BMW M42 Engine Technical Information (E36 from 1/1994)

Reproduced from the BMW TIS. Document no. 110194000, January 1994.

BMW has updated the M42 four cylinder engine to optimize noise levels (acoustics) and to comply with emission regulations. These changes are incorporated on all M42 E36 vehicles produced from 1/94.

The performance of the M42 engine remains unchanged with the maximum power output of 103kw (137hp) at 6000 rpm and maximum torque of 175Nm (129 lb-ft) at 4600 rpm.

The following engine changes have been included on the updated M42 engine:

(1) one piece ignition coil

(2) crankcase ventilation system

(3) oil dipstick and tube

(4) 80A generator

(5) air cleaner housing

(6) poly v-belts

(7) air shrouded fuel injectors

(8) compact air conditioning compressor

The timing chain deflection sprocket has been replaced with a deflection rail. The lower timing chain case is also changed to accommodate the new deflection rail.

A one piece ignition coil is used which is located on the front of the right front strut tower.

A new version engine control module (DME 1.7.2) is used due to a final stage output modification for the ignition coil and all programming changes to accommodate the new air shroud injector system. DME pin designations remain the same when compared to DME 1.7.

The crankcase is ventilated by a pressure controlled system. The oil vapors from the crankcase enter a labyrinth/oil trap which is integrated into the cylinder head cover (1). Here liquid oil is separated out, returned into the cylinder head and eventually the sump. The remaining vapors are drawn into the intake manifold (3) via a pressure control valve (2).

The pressure control valve is mounted on a heated flange plate located between the upper and lower intake manifold sections above the Differential Air Intake System (D.I.S.A.). It is connected to the rear of the cylinder head cover by a rubber hose, and varies the pressure in the crankcase continuously depending on engine load and speed conditions. This prevents blue exhaust smoke and excessive oil consumption on deceleration due to peaking manifold vacuum, and assures reliable crankcase venting during all other operating conditions.

Additional changes include:

- Oil dipstick approximately 1" (26mm) shorter compared to early M42 engines. Routing of dipstick and tube changed to accommodate location of the pressure control valve for the redesigned crankcase ventilation system.

- Two poly v-belts drive all accessory component rotary drives. The first belt (2) drives the new compact design air conditioning compressor. Note: See fill capacity label on the vehicle when servicing the A/C system for new system filling capacity.

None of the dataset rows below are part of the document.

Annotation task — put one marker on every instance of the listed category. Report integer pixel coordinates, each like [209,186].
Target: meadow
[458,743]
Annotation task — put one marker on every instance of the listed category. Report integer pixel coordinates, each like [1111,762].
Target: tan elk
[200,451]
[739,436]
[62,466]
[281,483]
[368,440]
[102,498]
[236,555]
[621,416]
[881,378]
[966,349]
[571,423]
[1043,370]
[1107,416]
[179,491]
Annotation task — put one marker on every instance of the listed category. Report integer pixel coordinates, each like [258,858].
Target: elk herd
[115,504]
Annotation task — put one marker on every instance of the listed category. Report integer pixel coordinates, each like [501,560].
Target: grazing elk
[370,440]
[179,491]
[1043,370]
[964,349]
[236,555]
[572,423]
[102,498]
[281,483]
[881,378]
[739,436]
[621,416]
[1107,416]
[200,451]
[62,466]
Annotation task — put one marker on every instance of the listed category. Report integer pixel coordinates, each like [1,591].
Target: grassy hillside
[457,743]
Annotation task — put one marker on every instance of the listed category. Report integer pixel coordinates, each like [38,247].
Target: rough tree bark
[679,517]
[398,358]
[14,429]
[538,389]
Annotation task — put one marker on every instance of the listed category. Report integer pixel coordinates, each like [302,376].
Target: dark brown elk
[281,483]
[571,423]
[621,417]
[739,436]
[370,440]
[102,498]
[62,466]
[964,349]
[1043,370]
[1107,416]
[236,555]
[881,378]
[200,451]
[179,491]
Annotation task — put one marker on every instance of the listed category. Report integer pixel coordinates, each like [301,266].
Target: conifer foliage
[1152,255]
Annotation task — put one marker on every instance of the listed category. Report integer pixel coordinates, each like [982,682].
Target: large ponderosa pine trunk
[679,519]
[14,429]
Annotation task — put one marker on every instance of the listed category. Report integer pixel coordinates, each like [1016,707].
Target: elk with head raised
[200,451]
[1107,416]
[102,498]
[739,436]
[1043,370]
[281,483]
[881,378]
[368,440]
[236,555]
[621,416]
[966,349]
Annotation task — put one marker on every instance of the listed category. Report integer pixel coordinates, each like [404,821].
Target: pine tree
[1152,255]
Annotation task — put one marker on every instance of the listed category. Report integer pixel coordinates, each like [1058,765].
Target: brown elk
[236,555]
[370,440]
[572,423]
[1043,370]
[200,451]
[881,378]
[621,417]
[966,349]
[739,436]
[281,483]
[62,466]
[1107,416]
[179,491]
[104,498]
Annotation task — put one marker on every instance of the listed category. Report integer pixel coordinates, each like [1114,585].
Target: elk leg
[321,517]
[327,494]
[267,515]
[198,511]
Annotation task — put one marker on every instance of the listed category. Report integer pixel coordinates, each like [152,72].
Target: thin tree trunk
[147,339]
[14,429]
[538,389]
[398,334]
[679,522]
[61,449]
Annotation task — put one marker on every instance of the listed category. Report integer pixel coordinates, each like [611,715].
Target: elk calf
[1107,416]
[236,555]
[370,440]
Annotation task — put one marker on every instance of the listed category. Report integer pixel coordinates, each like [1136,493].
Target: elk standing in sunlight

- The second belt (1) drives the new smaller power steering pump, new 80A generator and the water pump. The belt tensioner for this drive is mechanically dampened by a spring damper.

Air Shroud Injector

To comply with emission regulations, a new air shroud injection system is used which allows additional metered air to be drawn into the combustion chamber thus lowering CO/HC emissions.

(1) Idle control valve

(2) Connection to intake bellows boot

(3) Connection to intake manifold

(4) Hoses for air shrouded injectors (ported vacuum)

The metered air drawn into the combustion chamber via the injectors is taken from a fitting located in the intake system bellows boot in front of the throttle body (ported vacuum). Due to the pressure differential, ported vs. manifold vacuum at the injector tip, the system is self-regulating with greater airflow to reduce emissions in the idle and low part load engine ranges, i.e., (large pressure differential) more air drawn in versus less airflow during high part load and full load engine ranges, i.e., (small pressure differential) less air drawn in.

(1) Air hose fitting

(2) Fuel injector rail fitting

The air shrouded injectors incorporate a hose fitting on the outer injector body which connects each injector, via a rubber hose, to the new idle control valve molded hose, located under the intake manifold. The gap between the inner and outer body of the fuel injector guides the metered air and allows it to disperse and mix with the injected fuel at the injector tip (improved fuel atomization)